Figure 5. TTI-3114 promotes histological regression of B16.F10 tumors. Mice were treated as described in Figure 3(a). (a) Tumor size was determined at days 1 and 6 of treatment. Data are representative of 3 independent experiments. (b-e) Representative images from H&E stained sections of formalin fixed tumors (b-d) or a regressed lesion (e) are shown. (b, c) Tumors from mice treated with vehicle, with or without αPD-1, show sheets of pleomorphic melanocytes characteristic for melanoma. (d) Representative image of residual tumor from a mouse treated with TTI-3114 alone. (e) Representative image of mice treated with αPD-1 + TTI-3114 having no detectable tumor. Magnification 10x, scale bar represents 100 μm, T = tumor.

Figure 6. Schweinfurthins skew splenic immune cell subsets. Mice were treated for 5 days according to the schedule in Figure 3(a). On day 6, spleens were harvested and processed for flow cytometry analysis. Samples were gated on CD45⁺ 7AAD⁻ cells to show percentage of (a) CD3⁺, (b) CD19⁺ and (c) NK1.1⁺CD3⁻ (d) CD11c⁺ cells and (e) CD11b⁺ cells. Data represent mean ± SEM; N = 3–5/group; p values determined by one way ANOVA with Tukey’s multiple comparisons post-test: * p < 0.05, ** p < 0.01, *** p < 0.001.

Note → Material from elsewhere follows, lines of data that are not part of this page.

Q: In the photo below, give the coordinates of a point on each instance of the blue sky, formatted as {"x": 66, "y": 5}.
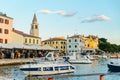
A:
{"x": 66, "y": 17}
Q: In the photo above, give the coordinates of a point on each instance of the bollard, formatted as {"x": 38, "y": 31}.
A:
{"x": 101, "y": 77}
{"x": 50, "y": 78}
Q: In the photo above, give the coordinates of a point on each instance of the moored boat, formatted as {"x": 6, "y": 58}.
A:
{"x": 76, "y": 58}
{"x": 47, "y": 68}
{"x": 114, "y": 67}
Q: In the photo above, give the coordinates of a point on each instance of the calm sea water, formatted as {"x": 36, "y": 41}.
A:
{"x": 98, "y": 66}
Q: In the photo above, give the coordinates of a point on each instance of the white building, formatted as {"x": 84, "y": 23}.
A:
{"x": 75, "y": 44}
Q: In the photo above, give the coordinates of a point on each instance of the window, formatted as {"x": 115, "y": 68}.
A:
{"x": 37, "y": 41}
{"x": 6, "y": 41}
{"x": 1, "y": 20}
{"x": 6, "y": 31}
{"x": 29, "y": 40}
{"x": 6, "y": 21}
{"x": 33, "y": 41}
{"x": 25, "y": 40}
{"x": 0, "y": 30}
{"x": 75, "y": 40}
{"x": 61, "y": 42}
{"x": 53, "y": 42}
{"x": 69, "y": 40}
{"x": 45, "y": 43}
{"x": 36, "y": 27}
{"x": 75, "y": 46}
{"x": 56, "y": 42}
{"x": 69, "y": 46}
{"x": 1, "y": 40}
{"x": 80, "y": 40}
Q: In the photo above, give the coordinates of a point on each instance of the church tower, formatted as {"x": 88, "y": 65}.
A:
{"x": 34, "y": 27}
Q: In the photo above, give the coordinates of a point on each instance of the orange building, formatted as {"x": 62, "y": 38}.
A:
{"x": 6, "y": 24}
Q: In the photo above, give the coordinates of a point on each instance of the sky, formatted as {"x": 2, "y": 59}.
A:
{"x": 66, "y": 17}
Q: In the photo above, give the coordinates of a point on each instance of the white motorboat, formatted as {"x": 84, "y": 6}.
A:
{"x": 75, "y": 58}
{"x": 48, "y": 67}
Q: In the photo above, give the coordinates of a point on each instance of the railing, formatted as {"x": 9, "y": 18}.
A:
{"x": 101, "y": 75}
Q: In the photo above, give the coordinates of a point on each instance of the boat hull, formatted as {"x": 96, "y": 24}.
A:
{"x": 113, "y": 68}
{"x": 47, "y": 69}
{"x": 80, "y": 62}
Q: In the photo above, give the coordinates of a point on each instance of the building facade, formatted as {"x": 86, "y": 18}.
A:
{"x": 91, "y": 41}
{"x": 56, "y": 42}
{"x": 34, "y": 31}
{"x": 6, "y": 25}
{"x": 75, "y": 44}
{"x": 24, "y": 38}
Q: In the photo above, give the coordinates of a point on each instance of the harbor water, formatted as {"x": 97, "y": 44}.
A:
{"x": 98, "y": 66}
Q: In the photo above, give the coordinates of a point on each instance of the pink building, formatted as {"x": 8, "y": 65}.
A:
{"x": 6, "y": 24}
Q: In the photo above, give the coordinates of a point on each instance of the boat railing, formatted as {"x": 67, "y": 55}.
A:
{"x": 101, "y": 75}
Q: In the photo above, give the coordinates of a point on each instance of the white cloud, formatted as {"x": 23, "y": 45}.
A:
{"x": 59, "y": 12}
{"x": 96, "y": 18}
{"x": 46, "y": 11}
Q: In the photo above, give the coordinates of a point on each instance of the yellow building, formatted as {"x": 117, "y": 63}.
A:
{"x": 24, "y": 38}
{"x": 91, "y": 41}
{"x": 6, "y": 24}
{"x": 56, "y": 42}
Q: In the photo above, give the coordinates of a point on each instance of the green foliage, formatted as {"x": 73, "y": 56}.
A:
{"x": 106, "y": 46}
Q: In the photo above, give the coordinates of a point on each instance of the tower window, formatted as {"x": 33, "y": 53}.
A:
{"x": 6, "y": 41}
{"x": 1, "y": 40}
{"x": 6, "y": 31}
{"x": 75, "y": 46}
{"x": 36, "y": 27}
{"x": 0, "y": 30}
{"x": 1, "y": 20}
{"x": 25, "y": 40}
{"x": 69, "y": 46}
{"x": 6, "y": 21}
{"x": 75, "y": 40}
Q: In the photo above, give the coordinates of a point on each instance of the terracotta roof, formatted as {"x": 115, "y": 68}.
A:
{"x": 34, "y": 21}
{"x": 4, "y": 15}
{"x": 55, "y": 39}
{"x": 75, "y": 36}
{"x": 24, "y": 34}
{"x": 92, "y": 36}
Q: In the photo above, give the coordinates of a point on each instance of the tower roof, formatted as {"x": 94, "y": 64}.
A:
{"x": 34, "y": 19}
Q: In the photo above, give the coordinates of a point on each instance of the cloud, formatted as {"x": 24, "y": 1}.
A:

Figure 7. Schweinfurthins skew splenic myeloid cell subsets. Cells from Figure 6 were further gated on CD45⁺ 7AAD⁻ CD11b⁺ cells to show percentage of (a) Ly6G⁺, (b) Ly6G⁻Ly6C^hi, (c) Ly6G⁻Ly6C^lo and (d) Ly6G⁻Ly6C⁻ cells. Data represent mean ± SEM; N = 3–5/group; p values determined by one way ANOVA with Tukey’s multiple comparisons post-test: * p < 0.05, ** p < 0.01, *** p < 0.001.